This implementation can be used to warm up the learning rate of each parameter group of a nn.Module with a custom function.
The full example can be found in test.py.
Necessary steps:
- warm up function must return a negative value if the current epoch is larger than the number of warm up epochs for this particular parameter group
- specifiy target learning rates, functions and number of warm up epochs for each parameter group
- assign normal scheduler after the warm up
from functional_warm_up import FuncLRScheduler
def linear(last_epoch, lr_goal, warm_epochs):
if last_epoch > warm_epochs:
return -1
return last_epoch * lr_goal / warm_epochs
params = [{'params': net.conv1.parameters(), 'weight_decay': 0.1},
{'params': net.conv2.parameters(), 'weight_decay': 0.2},
{'params': net.conv3.parameters(), 'weight_decay': 0.3}]

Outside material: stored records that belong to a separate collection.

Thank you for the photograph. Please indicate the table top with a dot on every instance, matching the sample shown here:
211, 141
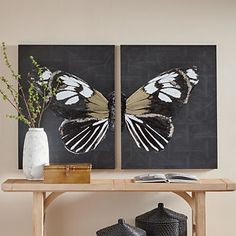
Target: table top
119, 185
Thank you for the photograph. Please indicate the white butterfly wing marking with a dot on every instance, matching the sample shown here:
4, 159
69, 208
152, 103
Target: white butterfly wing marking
74, 87
168, 88
81, 136
147, 137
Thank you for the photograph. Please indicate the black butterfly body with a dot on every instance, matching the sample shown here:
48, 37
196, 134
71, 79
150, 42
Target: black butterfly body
147, 113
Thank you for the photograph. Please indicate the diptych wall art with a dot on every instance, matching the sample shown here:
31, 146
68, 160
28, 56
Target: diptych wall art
170, 108
168, 104
77, 120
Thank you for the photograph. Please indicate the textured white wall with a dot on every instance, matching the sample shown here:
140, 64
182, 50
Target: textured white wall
120, 22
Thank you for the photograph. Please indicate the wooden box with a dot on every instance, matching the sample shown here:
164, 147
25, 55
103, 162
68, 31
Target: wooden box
67, 174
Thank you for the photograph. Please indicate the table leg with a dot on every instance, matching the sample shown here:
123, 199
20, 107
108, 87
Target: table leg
38, 213
200, 213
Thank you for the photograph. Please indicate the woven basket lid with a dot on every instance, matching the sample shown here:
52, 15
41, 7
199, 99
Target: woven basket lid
158, 215
121, 229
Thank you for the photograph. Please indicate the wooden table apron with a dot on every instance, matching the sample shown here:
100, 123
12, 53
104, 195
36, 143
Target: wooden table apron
193, 193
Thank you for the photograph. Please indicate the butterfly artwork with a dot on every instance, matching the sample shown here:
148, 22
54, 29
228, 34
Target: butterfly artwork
167, 105
147, 114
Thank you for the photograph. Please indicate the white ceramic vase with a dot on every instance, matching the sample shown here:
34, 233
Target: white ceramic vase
35, 153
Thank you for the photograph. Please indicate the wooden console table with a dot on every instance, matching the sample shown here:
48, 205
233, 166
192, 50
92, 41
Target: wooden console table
193, 193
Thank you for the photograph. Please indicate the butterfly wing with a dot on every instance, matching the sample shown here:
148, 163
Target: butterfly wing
85, 112
83, 135
150, 109
76, 99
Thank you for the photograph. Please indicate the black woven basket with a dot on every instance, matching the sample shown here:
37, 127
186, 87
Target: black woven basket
158, 222
181, 218
121, 229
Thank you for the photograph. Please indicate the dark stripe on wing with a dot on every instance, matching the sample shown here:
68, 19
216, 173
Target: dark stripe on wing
147, 137
81, 136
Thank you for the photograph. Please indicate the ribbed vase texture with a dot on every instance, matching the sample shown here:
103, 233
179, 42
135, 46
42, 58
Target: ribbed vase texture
35, 153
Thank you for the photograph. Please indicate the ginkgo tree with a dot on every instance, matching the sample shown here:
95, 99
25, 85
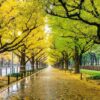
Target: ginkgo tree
17, 20
85, 11
71, 40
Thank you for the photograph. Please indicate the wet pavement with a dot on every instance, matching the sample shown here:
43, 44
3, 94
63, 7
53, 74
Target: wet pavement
50, 84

opt = optim.Adam(params=params)
n_scheduler = optim.lr_scheduler.CosineAnnealingLR(opt, T_max=100)
lr_goal = [0.1, 0.3, 0.5]
fns = [linear, linear, linear]
warm_epochs = [30, 10, 70]
schedulers = [n_scheduler, n_scheduler, n_scheduler]

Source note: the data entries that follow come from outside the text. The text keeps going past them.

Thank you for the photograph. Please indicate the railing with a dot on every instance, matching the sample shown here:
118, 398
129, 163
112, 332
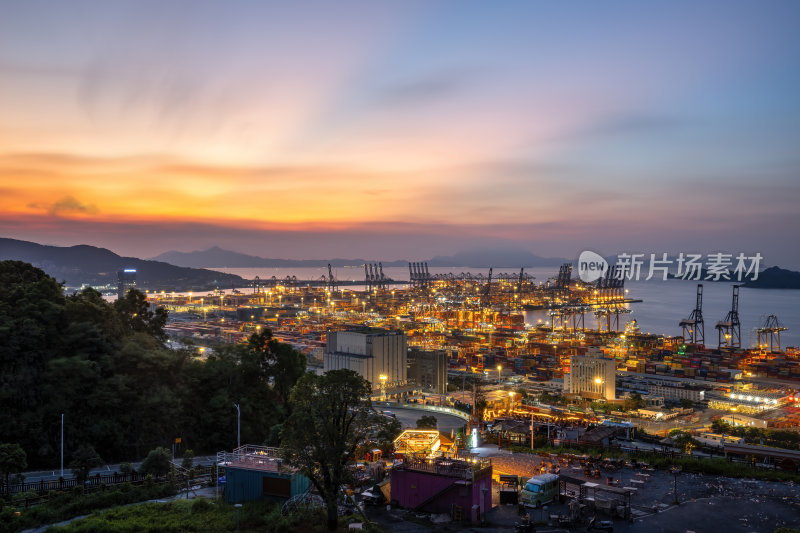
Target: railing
94, 482
463, 469
251, 456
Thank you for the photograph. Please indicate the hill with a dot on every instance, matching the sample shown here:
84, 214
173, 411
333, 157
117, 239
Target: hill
216, 257
775, 278
98, 266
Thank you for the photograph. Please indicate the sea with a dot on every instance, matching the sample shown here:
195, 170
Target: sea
664, 302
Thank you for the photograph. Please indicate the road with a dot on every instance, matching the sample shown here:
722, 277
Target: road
408, 418
48, 475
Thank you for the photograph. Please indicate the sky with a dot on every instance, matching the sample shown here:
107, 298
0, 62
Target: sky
402, 130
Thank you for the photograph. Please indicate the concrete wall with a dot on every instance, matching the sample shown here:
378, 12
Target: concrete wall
412, 488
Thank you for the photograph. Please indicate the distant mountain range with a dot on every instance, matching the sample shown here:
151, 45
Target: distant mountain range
216, 257
98, 266
775, 278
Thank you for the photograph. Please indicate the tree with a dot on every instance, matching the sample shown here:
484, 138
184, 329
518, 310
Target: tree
330, 418
280, 363
12, 460
427, 422
158, 462
136, 316
634, 401
83, 460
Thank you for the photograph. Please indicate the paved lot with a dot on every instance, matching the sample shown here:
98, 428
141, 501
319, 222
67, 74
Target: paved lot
707, 504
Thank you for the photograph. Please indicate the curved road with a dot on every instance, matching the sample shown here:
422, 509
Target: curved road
408, 418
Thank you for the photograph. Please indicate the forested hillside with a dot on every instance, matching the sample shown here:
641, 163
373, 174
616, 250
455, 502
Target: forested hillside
106, 367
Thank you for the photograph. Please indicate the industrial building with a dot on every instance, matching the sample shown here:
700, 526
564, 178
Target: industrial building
126, 280
379, 355
460, 488
428, 370
677, 393
257, 473
591, 376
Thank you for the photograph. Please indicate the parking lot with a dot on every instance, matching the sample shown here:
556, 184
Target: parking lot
706, 503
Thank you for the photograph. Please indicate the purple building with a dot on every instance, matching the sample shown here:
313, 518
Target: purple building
459, 487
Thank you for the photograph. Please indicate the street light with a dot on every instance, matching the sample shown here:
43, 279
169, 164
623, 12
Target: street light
238, 426
62, 444
237, 506
383, 378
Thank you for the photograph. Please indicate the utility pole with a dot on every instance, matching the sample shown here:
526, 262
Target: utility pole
531, 431
238, 426
62, 444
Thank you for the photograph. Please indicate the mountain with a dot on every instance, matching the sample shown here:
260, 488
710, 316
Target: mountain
495, 258
216, 257
98, 266
775, 278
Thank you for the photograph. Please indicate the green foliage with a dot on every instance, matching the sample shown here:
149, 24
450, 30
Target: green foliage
12, 460
157, 463
106, 368
199, 516
633, 402
64, 505
330, 418
188, 459
427, 422
136, 317
779, 438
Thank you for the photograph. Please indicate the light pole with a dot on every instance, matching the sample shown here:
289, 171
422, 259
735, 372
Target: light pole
383, 378
675, 470
238, 426
237, 506
62, 444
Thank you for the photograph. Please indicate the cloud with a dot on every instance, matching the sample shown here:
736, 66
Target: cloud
68, 205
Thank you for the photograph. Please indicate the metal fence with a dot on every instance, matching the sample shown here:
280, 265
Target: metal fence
94, 482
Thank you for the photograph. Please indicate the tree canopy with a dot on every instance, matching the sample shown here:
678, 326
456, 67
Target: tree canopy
330, 417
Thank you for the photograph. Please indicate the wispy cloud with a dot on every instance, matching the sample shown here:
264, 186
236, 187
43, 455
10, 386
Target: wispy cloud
69, 205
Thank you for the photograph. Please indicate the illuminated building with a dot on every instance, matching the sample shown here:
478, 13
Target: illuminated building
370, 352
591, 376
126, 280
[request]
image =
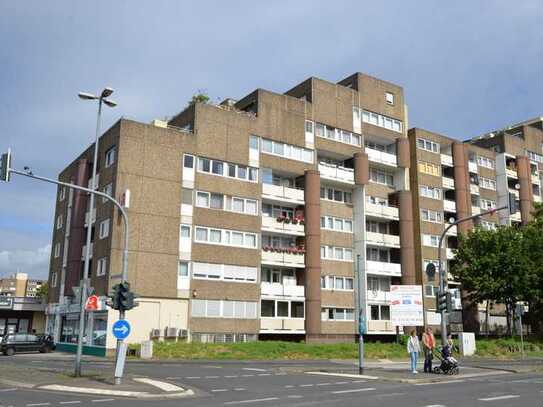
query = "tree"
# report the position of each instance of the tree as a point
(493, 266)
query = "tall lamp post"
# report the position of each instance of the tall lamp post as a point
(84, 284)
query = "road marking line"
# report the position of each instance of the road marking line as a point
(252, 401)
(353, 390)
(506, 397)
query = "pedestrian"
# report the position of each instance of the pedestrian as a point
(428, 345)
(413, 348)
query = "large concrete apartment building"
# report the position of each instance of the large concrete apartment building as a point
(248, 217)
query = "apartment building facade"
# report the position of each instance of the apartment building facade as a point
(247, 218)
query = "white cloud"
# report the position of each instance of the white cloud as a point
(34, 262)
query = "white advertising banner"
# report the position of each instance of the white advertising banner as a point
(406, 305)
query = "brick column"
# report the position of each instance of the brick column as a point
(526, 192)
(407, 238)
(461, 185)
(312, 254)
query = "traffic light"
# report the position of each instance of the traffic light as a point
(513, 207)
(5, 165)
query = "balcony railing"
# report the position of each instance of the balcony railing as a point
(271, 224)
(448, 183)
(449, 206)
(283, 259)
(282, 193)
(384, 269)
(282, 290)
(381, 157)
(382, 211)
(294, 325)
(383, 239)
(336, 173)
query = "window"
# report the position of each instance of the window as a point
(381, 177)
(101, 267)
(389, 98)
(188, 161)
(183, 269)
(225, 237)
(108, 190)
(57, 250)
(429, 168)
(341, 136)
(486, 162)
(331, 194)
(336, 253)
(110, 156)
(381, 121)
(429, 215)
(430, 192)
(427, 145)
(487, 183)
(104, 229)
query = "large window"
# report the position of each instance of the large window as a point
(223, 169)
(287, 151)
(226, 202)
(225, 237)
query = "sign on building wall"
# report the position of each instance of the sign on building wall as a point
(406, 305)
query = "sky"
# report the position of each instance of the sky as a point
(467, 67)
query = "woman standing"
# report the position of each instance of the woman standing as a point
(413, 348)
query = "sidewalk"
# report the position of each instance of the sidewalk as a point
(94, 382)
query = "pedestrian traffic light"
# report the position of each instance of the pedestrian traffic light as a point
(513, 207)
(5, 165)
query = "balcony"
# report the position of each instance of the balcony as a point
(336, 173)
(381, 326)
(84, 251)
(446, 160)
(282, 325)
(270, 224)
(382, 239)
(282, 194)
(449, 206)
(378, 296)
(384, 269)
(285, 259)
(282, 290)
(448, 183)
(382, 211)
(381, 157)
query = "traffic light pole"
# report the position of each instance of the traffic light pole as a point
(124, 275)
(442, 276)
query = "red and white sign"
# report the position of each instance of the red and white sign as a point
(93, 303)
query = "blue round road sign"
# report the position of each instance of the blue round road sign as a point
(121, 329)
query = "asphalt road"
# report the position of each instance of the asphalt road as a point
(282, 384)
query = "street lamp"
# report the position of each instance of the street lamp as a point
(106, 92)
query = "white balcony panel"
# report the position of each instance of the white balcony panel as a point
(448, 183)
(381, 157)
(382, 239)
(378, 296)
(384, 269)
(270, 224)
(336, 173)
(446, 160)
(382, 211)
(283, 194)
(381, 326)
(283, 259)
(449, 206)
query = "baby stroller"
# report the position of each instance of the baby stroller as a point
(448, 365)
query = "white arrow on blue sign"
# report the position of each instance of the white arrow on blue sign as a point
(121, 329)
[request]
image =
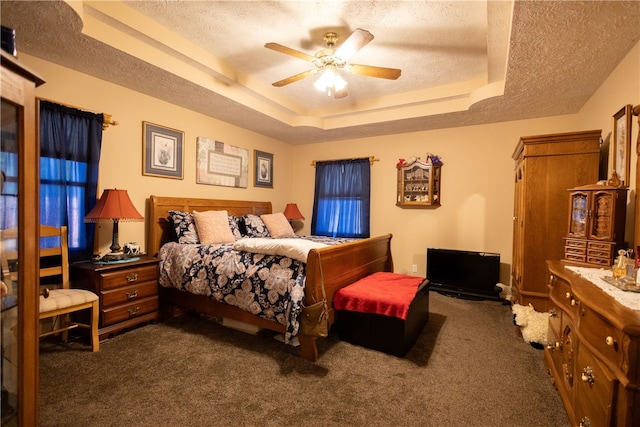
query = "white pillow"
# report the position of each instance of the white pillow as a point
(213, 227)
(292, 248)
(278, 225)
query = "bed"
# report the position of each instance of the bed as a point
(339, 265)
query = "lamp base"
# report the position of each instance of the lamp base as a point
(115, 257)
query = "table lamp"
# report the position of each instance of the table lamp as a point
(115, 206)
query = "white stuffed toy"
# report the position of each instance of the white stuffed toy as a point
(534, 325)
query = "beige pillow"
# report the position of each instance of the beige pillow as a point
(213, 227)
(278, 225)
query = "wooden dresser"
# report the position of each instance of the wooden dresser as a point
(128, 292)
(546, 167)
(593, 351)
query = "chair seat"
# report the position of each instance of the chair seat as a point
(63, 298)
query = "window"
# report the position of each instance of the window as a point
(342, 198)
(70, 142)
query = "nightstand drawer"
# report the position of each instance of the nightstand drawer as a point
(130, 293)
(130, 276)
(129, 311)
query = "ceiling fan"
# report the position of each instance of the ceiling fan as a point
(331, 61)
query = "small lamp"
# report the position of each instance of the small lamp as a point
(292, 212)
(114, 205)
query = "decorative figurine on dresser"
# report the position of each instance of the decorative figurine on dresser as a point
(596, 224)
(419, 182)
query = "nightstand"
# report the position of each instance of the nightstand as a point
(128, 292)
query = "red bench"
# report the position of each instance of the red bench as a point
(383, 311)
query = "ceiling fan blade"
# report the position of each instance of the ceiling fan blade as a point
(371, 71)
(340, 93)
(295, 78)
(356, 41)
(288, 51)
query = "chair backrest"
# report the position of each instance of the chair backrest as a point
(9, 258)
(54, 258)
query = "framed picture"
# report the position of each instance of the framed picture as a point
(621, 143)
(221, 164)
(263, 176)
(162, 151)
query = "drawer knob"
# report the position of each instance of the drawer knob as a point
(587, 375)
(585, 422)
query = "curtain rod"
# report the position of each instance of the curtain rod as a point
(371, 160)
(106, 118)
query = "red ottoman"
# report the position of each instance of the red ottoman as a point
(383, 311)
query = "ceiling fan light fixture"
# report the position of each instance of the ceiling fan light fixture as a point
(330, 82)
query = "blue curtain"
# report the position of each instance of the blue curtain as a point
(70, 142)
(342, 198)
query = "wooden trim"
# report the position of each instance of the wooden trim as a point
(371, 160)
(106, 118)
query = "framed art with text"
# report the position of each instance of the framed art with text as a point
(621, 143)
(221, 164)
(163, 151)
(263, 176)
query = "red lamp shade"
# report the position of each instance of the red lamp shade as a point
(292, 212)
(114, 205)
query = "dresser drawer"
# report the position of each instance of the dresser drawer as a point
(606, 339)
(128, 311)
(575, 244)
(561, 293)
(129, 293)
(129, 276)
(595, 391)
(575, 257)
(599, 261)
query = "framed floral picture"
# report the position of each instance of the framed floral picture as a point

wu_scheduler = FuncLRScheduler(optimizer=opt, lr_goal=lr_goal, warm_epochs=warm_epochs, fns=fns,
scheduler_after=n_schedulers)
for epoch in range(0, epochs_before_save):
wu_scheduler.step()
The figure shows the learning rate warm up of three parameter groups with quadratic, linear and squared functions for 30, 10 and 70 epochs. Afterwards, the cosine annealing, step scheduler and exponential decrease are used.
This implementation supports saving and loading of the optimizer and scheduler state dictionaries.